Bodoh karena mereka tidak bisa
membedakan antara pilpres dan pemilihan calon pemandu wisata atau lomba
dalam rangka dies natalis suatu sekolah. Seorang pemandu wisata di
Indonesia memang perlu fasih berbahasa Inggris terutama apabila sasaran
wisatawan yang dipandu adalah turis asing yang merupakan pengguna bahasa
Inggris. Kemungkinan lain lagi ialah apabila ada momen peringatan ulang
tahun sekolah atau hardiknas yang diisi dengan ketrampilan berbahasa
Inggris yang merupakan kebutuhan untuk belajar siswa atau mahasiswa.
Sementara
itu kita semua tahu bahwa seorang presiden, bukan hanya Indonesia,
tidak ada keharusan mesti menguasai bahasa Inggris. Tentu berbeda
apabila seseorang ditunjuk sebagai menteri luar negeri, mungkin
sebaiknya menguasai bahasa Inggris secara aktif.
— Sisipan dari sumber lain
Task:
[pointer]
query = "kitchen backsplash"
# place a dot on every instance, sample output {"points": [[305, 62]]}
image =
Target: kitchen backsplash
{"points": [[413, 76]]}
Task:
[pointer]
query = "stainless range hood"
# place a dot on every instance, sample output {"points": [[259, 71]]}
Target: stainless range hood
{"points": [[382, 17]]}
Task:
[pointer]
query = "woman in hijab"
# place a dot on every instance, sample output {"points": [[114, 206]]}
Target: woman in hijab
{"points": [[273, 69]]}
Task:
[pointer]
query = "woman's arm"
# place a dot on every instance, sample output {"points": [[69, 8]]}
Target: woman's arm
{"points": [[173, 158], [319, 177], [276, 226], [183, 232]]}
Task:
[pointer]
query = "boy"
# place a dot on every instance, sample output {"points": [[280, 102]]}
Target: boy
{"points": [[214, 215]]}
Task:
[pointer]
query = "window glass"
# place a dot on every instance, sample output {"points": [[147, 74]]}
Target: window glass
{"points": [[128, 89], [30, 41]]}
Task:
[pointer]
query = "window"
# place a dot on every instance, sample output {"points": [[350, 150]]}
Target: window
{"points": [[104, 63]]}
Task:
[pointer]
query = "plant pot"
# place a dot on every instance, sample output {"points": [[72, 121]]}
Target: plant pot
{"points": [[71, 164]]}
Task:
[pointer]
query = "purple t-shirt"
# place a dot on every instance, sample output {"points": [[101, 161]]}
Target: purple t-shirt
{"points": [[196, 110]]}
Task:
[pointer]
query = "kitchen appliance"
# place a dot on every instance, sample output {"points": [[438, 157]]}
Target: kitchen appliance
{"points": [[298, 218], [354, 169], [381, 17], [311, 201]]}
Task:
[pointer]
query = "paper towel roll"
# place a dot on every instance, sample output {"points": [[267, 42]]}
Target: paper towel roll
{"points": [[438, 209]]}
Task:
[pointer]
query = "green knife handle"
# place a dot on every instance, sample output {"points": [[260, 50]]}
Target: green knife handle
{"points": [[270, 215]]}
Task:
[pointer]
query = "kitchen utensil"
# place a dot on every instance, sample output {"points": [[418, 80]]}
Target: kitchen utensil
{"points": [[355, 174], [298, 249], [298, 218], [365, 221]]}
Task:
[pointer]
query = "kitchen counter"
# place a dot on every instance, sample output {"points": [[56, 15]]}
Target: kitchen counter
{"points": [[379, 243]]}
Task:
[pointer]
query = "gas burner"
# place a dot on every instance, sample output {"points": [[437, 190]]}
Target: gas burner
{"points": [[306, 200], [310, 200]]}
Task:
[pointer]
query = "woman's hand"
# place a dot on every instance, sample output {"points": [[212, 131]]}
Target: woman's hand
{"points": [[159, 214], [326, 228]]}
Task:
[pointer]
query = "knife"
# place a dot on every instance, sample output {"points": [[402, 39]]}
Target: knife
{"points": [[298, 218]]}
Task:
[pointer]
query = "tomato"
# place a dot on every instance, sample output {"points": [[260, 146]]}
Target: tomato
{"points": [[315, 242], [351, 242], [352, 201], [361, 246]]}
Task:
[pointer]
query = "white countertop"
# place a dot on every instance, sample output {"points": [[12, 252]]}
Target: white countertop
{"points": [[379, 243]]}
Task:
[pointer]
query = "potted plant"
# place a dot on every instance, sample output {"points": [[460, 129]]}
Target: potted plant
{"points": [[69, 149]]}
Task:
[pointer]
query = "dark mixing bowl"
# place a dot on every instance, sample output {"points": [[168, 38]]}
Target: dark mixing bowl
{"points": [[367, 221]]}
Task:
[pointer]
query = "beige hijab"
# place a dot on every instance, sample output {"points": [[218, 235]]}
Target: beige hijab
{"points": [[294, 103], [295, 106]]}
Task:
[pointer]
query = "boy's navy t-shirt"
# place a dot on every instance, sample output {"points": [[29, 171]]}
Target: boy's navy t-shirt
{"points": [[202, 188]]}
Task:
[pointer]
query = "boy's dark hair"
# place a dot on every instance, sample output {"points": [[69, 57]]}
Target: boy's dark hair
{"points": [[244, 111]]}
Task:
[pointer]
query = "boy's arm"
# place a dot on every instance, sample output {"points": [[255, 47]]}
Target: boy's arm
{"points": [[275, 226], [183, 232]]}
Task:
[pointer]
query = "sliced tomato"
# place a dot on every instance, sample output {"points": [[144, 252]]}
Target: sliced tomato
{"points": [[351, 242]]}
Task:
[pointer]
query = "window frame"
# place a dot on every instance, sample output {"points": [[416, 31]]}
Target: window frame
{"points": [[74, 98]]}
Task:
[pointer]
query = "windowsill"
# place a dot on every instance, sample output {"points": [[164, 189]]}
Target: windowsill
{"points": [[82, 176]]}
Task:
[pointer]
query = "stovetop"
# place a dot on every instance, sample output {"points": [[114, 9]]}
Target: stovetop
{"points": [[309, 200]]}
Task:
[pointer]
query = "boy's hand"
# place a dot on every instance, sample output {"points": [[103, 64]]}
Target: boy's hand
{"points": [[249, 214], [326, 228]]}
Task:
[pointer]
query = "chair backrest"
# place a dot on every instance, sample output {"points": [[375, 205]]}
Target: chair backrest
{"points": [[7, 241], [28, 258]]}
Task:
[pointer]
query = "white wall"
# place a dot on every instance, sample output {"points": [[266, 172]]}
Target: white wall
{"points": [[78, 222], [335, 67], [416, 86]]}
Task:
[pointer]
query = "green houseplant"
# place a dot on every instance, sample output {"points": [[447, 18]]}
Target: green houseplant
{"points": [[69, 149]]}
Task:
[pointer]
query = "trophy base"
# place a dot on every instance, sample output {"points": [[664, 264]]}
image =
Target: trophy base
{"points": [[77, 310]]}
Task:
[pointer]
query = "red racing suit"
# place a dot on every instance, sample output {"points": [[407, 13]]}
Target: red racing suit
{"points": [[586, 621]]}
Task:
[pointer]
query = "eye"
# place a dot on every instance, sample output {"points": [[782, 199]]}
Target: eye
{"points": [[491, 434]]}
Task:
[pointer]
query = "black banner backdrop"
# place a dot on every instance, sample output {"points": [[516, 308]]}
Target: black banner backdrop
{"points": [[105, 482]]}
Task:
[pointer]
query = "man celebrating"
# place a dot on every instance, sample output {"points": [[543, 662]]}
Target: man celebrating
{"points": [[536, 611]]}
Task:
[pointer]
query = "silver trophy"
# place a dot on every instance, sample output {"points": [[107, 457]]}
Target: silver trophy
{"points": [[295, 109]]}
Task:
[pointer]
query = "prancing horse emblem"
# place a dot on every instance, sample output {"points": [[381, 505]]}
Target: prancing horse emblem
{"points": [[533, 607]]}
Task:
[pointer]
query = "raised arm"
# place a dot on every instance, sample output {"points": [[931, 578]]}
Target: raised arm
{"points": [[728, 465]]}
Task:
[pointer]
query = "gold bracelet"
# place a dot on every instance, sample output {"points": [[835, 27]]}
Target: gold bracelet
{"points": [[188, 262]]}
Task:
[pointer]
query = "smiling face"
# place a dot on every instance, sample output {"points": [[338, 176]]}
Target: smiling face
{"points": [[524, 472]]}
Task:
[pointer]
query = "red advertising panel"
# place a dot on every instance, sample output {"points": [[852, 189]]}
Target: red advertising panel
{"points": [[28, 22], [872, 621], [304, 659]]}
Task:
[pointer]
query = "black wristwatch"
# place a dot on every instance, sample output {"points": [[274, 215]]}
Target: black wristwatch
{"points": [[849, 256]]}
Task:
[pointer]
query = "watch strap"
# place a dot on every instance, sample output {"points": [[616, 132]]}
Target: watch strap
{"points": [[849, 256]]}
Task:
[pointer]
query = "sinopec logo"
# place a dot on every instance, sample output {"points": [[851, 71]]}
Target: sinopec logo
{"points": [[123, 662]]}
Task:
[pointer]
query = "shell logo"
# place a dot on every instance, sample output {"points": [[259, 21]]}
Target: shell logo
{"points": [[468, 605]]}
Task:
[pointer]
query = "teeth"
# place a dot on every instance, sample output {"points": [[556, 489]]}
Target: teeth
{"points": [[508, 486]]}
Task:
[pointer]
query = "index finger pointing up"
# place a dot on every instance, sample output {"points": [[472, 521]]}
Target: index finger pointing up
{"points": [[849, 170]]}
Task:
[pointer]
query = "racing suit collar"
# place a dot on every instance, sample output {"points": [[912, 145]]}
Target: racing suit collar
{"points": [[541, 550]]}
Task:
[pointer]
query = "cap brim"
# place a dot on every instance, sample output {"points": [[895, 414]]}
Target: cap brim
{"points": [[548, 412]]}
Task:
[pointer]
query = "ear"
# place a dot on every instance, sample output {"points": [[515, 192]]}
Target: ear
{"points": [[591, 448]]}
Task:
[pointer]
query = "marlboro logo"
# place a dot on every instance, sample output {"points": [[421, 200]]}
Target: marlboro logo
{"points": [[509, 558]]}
Seorang pejabat negara
dan bahkan seorang presiden, dalam peristiwa tertentu, tidak harus
merasa tabu menggunakan seorang atau lebih penerjemah.
Bahkan
bukan hanya kaitannya dengan tugas di luar negeri saja yang mungkin
harus menggunakan penerjemah bahasa Inggris, seorang presiden Republik
Indonesia pun apabila ia hanya mampu berbahasa Indonesia manakala ada
kegiatan yang harus berkomunikasi dengan rakyat pedalaman, misal di
Papua, maka ia harus menggunakan penerjemah bahasa daerah setempat agar
lebih memahami permasalahan yang ada.
Usulan debat berbahasa
Inggris ini juga menunjukkan kebingungan kubu Prabowo-Sandi. Mereka
sudah kehabisan akal untuk mencoba menjatuhkan kualitas presiden Jokowi.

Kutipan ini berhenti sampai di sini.